Gene Ontology (GO) analysis identified pathways, including responses to IL1, WNT, and TGFβ, as the top enriched pathways associated with dFB_r2 cells in human psoriasis (Fig. 8F). Given our previous findings that TGFβ and WNT are key inhibitors of dermal adipogenesis15,18, their overactivation may impede the transition of pro-inflammatory pAds into anti-inflammatory adipocytes, thereby potentially exacerbating dermal inflammation.

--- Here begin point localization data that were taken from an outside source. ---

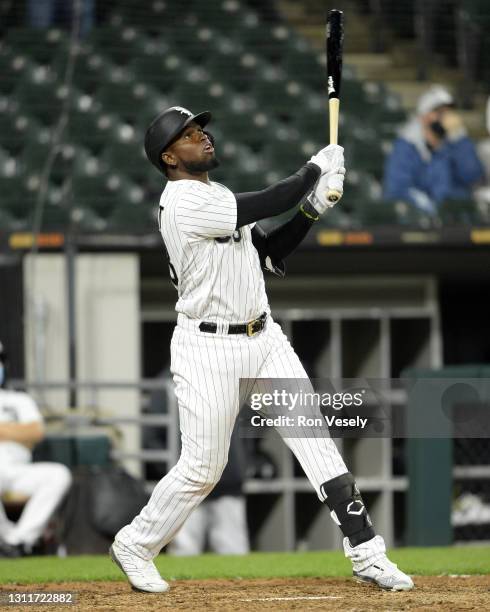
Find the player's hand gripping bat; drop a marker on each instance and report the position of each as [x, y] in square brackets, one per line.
[334, 43]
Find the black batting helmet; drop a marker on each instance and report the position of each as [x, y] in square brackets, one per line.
[165, 127]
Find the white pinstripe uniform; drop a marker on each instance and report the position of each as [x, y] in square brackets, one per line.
[219, 280]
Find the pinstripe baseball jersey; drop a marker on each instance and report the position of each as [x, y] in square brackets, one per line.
[215, 268]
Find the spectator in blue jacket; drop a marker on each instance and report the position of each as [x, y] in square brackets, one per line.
[432, 159]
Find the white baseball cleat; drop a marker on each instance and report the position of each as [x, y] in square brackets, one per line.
[370, 564]
[142, 575]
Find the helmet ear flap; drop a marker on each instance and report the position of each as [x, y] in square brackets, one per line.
[210, 136]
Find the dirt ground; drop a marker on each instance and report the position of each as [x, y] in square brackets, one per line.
[431, 594]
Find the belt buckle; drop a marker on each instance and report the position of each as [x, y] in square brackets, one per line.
[251, 329]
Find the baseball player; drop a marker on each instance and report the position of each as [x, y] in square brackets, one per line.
[45, 484]
[216, 251]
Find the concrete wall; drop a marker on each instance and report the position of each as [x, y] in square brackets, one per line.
[107, 329]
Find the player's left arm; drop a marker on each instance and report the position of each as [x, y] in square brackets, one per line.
[274, 246]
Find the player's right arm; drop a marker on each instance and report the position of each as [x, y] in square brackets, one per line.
[284, 195]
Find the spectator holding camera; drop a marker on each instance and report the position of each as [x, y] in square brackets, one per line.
[432, 159]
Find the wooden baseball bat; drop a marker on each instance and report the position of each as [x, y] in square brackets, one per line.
[334, 49]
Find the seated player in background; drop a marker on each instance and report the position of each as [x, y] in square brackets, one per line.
[44, 484]
[216, 251]
[433, 159]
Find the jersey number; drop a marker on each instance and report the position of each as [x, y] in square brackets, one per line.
[171, 270]
[237, 236]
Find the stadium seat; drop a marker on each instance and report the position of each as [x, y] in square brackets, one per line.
[91, 68]
[120, 44]
[89, 127]
[13, 66]
[163, 73]
[250, 127]
[459, 212]
[280, 96]
[19, 194]
[220, 14]
[133, 218]
[207, 95]
[40, 95]
[153, 15]
[302, 63]
[125, 153]
[39, 44]
[121, 94]
[15, 130]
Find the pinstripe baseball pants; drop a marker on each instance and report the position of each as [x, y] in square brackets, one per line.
[207, 368]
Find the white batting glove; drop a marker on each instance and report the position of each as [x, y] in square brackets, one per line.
[331, 181]
[329, 158]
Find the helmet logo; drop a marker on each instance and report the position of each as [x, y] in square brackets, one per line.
[183, 111]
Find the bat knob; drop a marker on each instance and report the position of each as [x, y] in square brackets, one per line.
[333, 196]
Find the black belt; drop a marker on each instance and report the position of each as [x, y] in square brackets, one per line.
[251, 328]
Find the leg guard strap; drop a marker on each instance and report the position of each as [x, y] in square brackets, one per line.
[347, 508]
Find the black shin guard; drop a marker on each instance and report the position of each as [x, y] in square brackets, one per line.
[347, 508]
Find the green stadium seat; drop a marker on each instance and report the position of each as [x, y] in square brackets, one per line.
[148, 110]
[85, 220]
[220, 14]
[91, 69]
[250, 127]
[311, 118]
[97, 192]
[360, 190]
[39, 44]
[284, 152]
[192, 41]
[163, 73]
[363, 149]
[302, 63]
[13, 66]
[208, 95]
[120, 94]
[153, 15]
[222, 56]
[459, 212]
[133, 219]
[16, 130]
[40, 95]
[279, 96]
[125, 153]
[19, 195]
[89, 127]
[120, 44]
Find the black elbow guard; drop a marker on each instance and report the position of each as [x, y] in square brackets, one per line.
[347, 508]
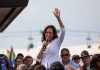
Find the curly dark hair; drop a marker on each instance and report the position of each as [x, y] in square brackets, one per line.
[54, 32]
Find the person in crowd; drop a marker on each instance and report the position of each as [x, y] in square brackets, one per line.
[20, 55]
[51, 42]
[39, 67]
[22, 67]
[86, 60]
[29, 61]
[18, 61]
[76, 59]
[57, 66]
[95, 62]
[65, 56]
[4, 62]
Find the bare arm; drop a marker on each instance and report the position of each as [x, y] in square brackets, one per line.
[57, 15]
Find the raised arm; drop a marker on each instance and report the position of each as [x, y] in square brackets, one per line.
[57, 15]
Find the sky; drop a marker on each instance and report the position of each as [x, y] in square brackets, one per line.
[80, 17]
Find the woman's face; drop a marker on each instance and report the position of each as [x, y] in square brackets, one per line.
[49, 34]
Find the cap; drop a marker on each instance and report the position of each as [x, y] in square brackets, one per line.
[75, 57]
[84, 53]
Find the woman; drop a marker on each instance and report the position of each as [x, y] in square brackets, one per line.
[51, 42]
[95, 62]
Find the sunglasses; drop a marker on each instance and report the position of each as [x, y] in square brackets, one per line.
[64, 55]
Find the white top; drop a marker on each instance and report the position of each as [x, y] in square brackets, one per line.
[52, 50]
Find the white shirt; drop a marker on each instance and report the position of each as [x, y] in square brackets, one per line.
[52, 50]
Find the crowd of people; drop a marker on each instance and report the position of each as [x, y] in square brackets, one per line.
[48, 57]
[68, 62]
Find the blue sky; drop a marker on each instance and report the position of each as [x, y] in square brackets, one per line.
[80, 17]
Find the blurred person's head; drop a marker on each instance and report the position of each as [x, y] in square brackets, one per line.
[22, 67]
[4, 63]
[28, 60]
[39, 67]
[85, 57]
[18, 61]
[20, 55]
[57, 66]
[65, 55]
[76, 58]
[96, 61]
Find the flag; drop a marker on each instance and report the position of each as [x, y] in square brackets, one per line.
[12, 57]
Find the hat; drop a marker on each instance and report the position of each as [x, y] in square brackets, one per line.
[75, 56]
[84, 53]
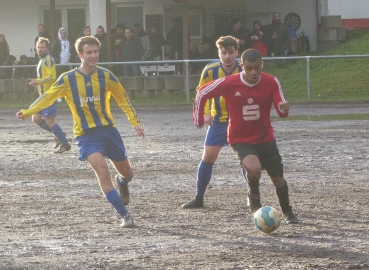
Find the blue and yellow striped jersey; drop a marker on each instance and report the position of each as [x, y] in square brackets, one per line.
[88, 97]
[211, 72]
[46, 73]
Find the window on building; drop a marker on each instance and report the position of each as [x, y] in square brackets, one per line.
[130, 15]
[71, 17]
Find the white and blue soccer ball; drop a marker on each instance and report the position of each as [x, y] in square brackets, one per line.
[267, 219]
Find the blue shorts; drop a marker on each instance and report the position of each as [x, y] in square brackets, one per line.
[49, 111]
[105, 140]
[217, 134]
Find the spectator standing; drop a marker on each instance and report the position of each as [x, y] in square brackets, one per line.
[7, 73]
[23, 73]
[103, 51]
[194, 54]
[61, 51]
[157, 41]
[131, 50]
[145, 40]
[4, 49]
[279, 36]
[257, 39]
[86, 31]
[175, 40]
[41, 33]
[116, 41]
[238, 31]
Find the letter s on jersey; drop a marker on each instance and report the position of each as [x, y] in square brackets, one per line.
[251, 112]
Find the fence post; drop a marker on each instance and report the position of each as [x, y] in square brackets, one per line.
[308, 75]
[187, 80]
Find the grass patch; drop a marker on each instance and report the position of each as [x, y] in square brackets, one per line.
[332, 80]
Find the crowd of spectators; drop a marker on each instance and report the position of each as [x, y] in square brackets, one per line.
[134, 45]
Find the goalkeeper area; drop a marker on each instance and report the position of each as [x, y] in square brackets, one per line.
[54, 216]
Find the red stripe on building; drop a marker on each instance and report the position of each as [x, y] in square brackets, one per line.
[355, 23]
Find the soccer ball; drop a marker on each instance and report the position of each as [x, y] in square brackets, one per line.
[267, 219]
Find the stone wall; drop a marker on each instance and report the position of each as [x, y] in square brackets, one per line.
[142, 86]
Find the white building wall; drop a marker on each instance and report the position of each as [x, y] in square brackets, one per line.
[348, 9]
[19, 20]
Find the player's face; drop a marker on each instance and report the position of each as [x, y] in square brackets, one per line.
[63, 34]
[228, 56]
[87, 32]
[42, 49]
[89, 55]
[100, 32]
[41, 28]
[252, 71]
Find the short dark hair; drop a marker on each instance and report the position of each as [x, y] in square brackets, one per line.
[86, 40]
[43, 40]
[234, 21]
[86, 27]
[250, 55]
[226, 42]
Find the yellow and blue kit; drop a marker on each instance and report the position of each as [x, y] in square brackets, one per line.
[217, 107]
[88, 97]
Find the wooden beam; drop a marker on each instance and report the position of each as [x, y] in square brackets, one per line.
[52, 20]
[108, 29]
[185, 32]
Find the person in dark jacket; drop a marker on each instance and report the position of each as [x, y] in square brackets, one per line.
[157, 41]
[131, 50]
[101, 36]
[24, 73]
[279, 36]
[4, 49]
[7, 73]
[258, 38]
[61, 50]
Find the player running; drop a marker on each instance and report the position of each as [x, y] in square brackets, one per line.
[215, 115]
[87, 91]
[249, 96]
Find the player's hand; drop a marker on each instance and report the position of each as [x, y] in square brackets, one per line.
[208, 119]
[284, 107]
[20, 115]
[33, 82]
[140, 131]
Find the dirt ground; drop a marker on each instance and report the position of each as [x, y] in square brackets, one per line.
[54, 216]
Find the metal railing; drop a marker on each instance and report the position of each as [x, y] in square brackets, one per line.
[187, 66]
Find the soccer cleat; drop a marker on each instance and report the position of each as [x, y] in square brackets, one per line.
[63, 148]
[290, 217]
[127, 222]
[195, 203]
[253, 201]
[123, 191]
[57, 142]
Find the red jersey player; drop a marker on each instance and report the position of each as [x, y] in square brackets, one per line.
[249, 96]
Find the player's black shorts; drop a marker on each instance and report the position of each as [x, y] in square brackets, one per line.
[267, 153]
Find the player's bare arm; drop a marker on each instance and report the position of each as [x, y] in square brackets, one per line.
[284, 107]
[33, 82]
[208, 119]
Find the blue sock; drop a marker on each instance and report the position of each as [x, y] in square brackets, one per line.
[59, 134]
[203, 178]
[114, 199]
[244, 174]
[44, 125]
[122, 181]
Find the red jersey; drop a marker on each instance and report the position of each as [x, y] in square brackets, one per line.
[248, 105]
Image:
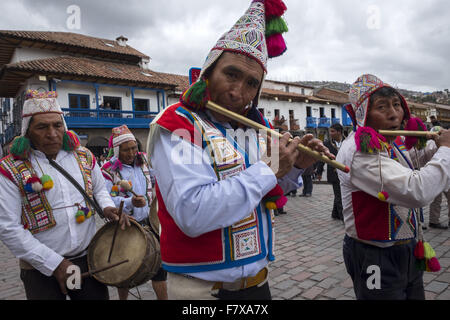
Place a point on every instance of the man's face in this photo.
(335, 135)
(385, 113)
(234, 82)
(127, 152)
(46, 132)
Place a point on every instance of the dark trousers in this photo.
(307, 184)
(337, 205)
(40, 287)
(253, 293)
(399, 278)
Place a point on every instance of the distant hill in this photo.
(442, 97)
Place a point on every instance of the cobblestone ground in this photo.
(308, 250)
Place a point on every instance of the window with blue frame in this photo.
(79, 101)
(142, 106)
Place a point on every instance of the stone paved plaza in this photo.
(309, 263)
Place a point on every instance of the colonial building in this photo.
(101, 83)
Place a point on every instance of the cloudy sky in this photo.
(404, 42)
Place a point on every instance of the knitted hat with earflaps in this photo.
(257, 34)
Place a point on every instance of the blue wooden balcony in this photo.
(324, 122)
(311, 122)
(335, 120)
(100, 118)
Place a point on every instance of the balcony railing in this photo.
(311, 122)
(101, 118)
(335, 120)
(293, 125)
(324, 122)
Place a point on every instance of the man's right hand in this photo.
(61, 275)
(443, 140)
(138, 202)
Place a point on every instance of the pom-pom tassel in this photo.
(70, 141)
(277, 25)
(47, 182)
(383, 195)
(275, 45)
(197, 95)
(433, 265)
(419, 251)
(21, 148)
(79, 216)
(274, 8)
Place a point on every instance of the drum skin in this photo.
(135, 243)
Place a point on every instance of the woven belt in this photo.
(243, 283)
(402, 242)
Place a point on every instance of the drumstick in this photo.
(237, 117)
(124, 184)
(407, 133)
(90, 273)
(115, 230)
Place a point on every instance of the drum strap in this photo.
(91, 201)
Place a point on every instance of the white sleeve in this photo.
(194, 197)
(20, 241)
(100, 192)
(405, 187)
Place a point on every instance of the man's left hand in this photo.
(112, 214)
(303, 160)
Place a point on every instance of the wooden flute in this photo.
(237, 117)
(406, 133)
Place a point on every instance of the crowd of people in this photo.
(216, 205)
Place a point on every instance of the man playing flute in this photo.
(216, 225)
(384, 250)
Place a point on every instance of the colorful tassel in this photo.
(275, 45)
(79, 216)
(428, 251)
(70, 141)
(21, 148)
(415, 124)
(383, 195)
(196, 95)
(433, 265)
(419, 251)
(277, 25)
(47, 182)
(274, 8)
(368, 140)
(33, 184)
(271, 205)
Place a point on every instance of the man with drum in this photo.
(129, 166)
(213, 204)
(45, 221)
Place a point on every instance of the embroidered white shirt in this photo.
(45, 250)
(193, 188)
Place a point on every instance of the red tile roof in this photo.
(333, 95)
(93, 69)
(70, 40)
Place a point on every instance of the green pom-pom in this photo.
(70, 141)
(277, 25)
(195, 96)
(21, 147)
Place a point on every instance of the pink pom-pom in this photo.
(275, 45)
(434, 264)
(281, 202)
(274, 8)
(110, 142)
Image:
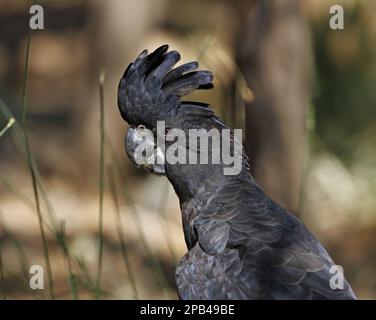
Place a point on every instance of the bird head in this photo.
(142, 150)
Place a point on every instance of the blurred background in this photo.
(303, 93)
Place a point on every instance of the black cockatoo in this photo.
(241, 245)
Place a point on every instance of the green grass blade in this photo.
(101, 183)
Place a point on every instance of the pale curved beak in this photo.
(142, 151)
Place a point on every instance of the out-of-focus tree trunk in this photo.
(274, 53)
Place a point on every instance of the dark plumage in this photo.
(241, 244)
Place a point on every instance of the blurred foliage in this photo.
(345, 96)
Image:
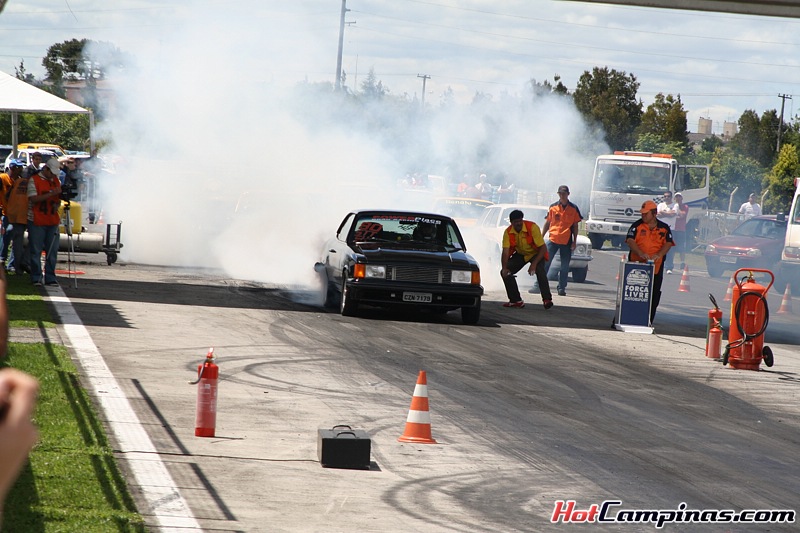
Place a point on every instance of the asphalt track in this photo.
(528, 407)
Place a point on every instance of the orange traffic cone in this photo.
(729, 292)
(786, 303)
(418, 423)
(684, 286)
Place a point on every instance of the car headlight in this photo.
(375, 271)
(465, 276)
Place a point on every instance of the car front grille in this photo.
(418, 274)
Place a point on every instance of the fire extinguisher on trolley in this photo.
(206, 412)
(749, 318)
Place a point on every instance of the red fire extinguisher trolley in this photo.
(206, 410)
(749, 319)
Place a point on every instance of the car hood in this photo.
(738, 241)
(389, 255)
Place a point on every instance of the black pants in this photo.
(515, 264)
(655, 298)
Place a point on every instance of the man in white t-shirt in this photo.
(750, 208)
(668, 212)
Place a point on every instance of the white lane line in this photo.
(158, 488)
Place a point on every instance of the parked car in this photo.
(755, 243)
(25, 155)
(495, 221)
(465, 211)
(400, 258)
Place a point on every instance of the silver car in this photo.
(494, 221)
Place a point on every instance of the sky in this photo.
(224, 165)
(720, 64)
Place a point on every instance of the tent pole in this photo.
(14, 133)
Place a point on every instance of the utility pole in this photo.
(338, 84)
(425, 78)
(783, 98)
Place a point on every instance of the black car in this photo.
(400, 258)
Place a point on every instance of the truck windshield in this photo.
(632, 177)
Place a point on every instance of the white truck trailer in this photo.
(623, 181)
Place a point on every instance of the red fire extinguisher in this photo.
(714, 319)
(205, 421)
(749, 319)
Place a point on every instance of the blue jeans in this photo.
(43, 238)
(565, 251)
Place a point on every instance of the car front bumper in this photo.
(390, 293)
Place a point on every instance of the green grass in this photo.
(72, 482)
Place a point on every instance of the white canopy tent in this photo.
(16, 97)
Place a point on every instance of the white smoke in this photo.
(225, 167)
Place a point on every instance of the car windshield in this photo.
(765, 229)
(461, 207)
(634, 177)
(406, 229)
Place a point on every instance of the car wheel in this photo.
(597, 240)
(715, 271)
(347, 305)
(471, 315)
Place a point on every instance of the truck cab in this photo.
(622, 182)
(790, 256)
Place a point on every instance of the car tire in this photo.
(347, 305)
(715, 271)
(471, 315)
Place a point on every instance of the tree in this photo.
(730, 171)
(757, 138)
(650, 142)
(372, 88)
(780, 181)
(608, 98)
(666, 119)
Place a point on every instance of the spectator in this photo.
(649, 239)
(668, 212)
(34, 167)
(44, 194)
(679, 232)
(523, 244)
(562, 221)
(750, 208)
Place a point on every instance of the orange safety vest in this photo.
(45, 213)
(512, 239)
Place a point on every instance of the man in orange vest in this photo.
(44, 194)
(649, 240)
(562, 221)
(523, 244)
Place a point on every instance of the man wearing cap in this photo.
(522, 244)
(562, 221)
(649, 239)
(16, 210)
(44, 194)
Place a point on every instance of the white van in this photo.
(790, 257)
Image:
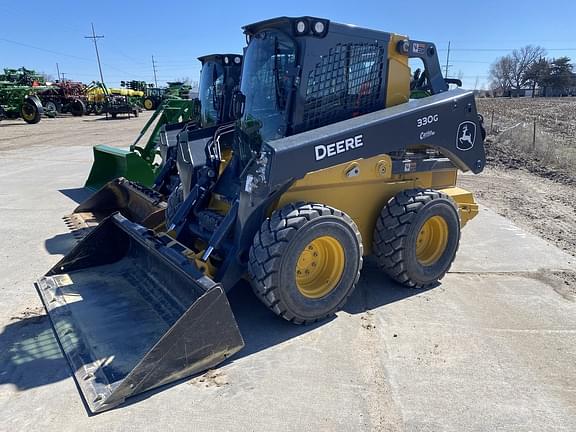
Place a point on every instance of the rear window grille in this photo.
(345, 83)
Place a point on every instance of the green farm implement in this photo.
(138, 163)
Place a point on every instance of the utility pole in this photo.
(154, 69)
(447, 61)
(95, 40)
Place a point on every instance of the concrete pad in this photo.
(491, 348)
(492, 243)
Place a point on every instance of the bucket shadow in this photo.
(262, 329)
(60, 244)
(77, 194)
(31, 356)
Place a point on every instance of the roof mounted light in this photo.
(319, 27)
(301, 27)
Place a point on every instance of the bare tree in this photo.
(501, 72)
(512, 71)
(538, 74)
(522, 61)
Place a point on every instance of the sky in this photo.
(39, 34)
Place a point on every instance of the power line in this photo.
(44, 49)
(447, 60)
(154, 69)
(95, 40)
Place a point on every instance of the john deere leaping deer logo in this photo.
(466, 135)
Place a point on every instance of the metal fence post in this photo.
(534, 135)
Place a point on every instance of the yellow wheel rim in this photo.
(320, 267)
(432, 240)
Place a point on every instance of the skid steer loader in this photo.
(328, 162)
(136, 169)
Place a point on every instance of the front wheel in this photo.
(149, 103)
(31, 111)
(305, 261)
(416, 237)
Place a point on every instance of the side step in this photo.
(132, 312)
(137, 203)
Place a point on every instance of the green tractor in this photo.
(153, 97)
(19, 101)
(122, 176)
(139, 163)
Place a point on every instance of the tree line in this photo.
(528, 68)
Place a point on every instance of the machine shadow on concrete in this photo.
(31, 355)
(76, 194)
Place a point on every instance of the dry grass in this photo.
(512, 143)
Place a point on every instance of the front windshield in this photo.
(266, 82)
(210, 93)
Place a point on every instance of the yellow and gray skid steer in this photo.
(330, 162)
(219, 77)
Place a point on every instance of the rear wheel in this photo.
(417, 236)
(305, 261)
(30, 112)
(53, 106)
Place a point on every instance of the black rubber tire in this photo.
(275, 251)
(77, 108)
(174, 201)
(149, 103)
(53, 106)
(396, 232)
(30, 111)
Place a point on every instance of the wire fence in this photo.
(533, 139)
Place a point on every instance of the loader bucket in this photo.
(113, 162)
(137, 203)
(131, 312)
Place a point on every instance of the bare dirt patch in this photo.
(542, 206)
(549, 150)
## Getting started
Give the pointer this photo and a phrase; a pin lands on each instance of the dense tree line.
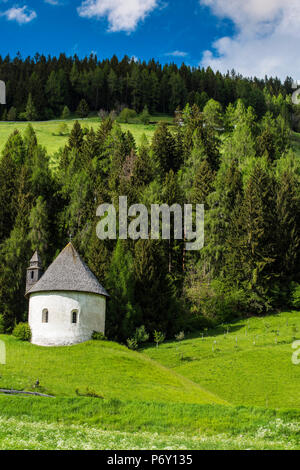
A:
(42, 87)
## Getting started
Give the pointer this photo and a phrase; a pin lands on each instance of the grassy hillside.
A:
(148, 405)
(106, 368)
(47, 131)
(251, 365)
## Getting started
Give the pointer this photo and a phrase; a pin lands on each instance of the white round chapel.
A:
(67, 303)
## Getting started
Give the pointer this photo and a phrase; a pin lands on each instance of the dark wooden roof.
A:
(68, 273)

To gain insight into the increased neutrophil infiltration in generalized pustular psoriasis (GPP) compared to plaque psoriasis (PV), we analyzed transcriptomic data from normal, PV, and GPP human skin samples (GSE79704)38. We found that GPP samples expressed higher levels of IL1B, CXCL1, and key adipogenesis inhibitor genes WNT3 and TGFB1, compared to normal and/or PV samples. In contrast, genes related to adipogenesis, including PPARG, PRG4, CEBPB, and FABP4, were downregulated in GPP samples (Fig. 8G, S8B). Furthermore, correlation analyses showed that IL1B expression positively correlated with CXCL1 and negatively with PPARG and PRG4, while PPARG and PRG4 exhibited a positive correlation (Fig. 8H, S8C).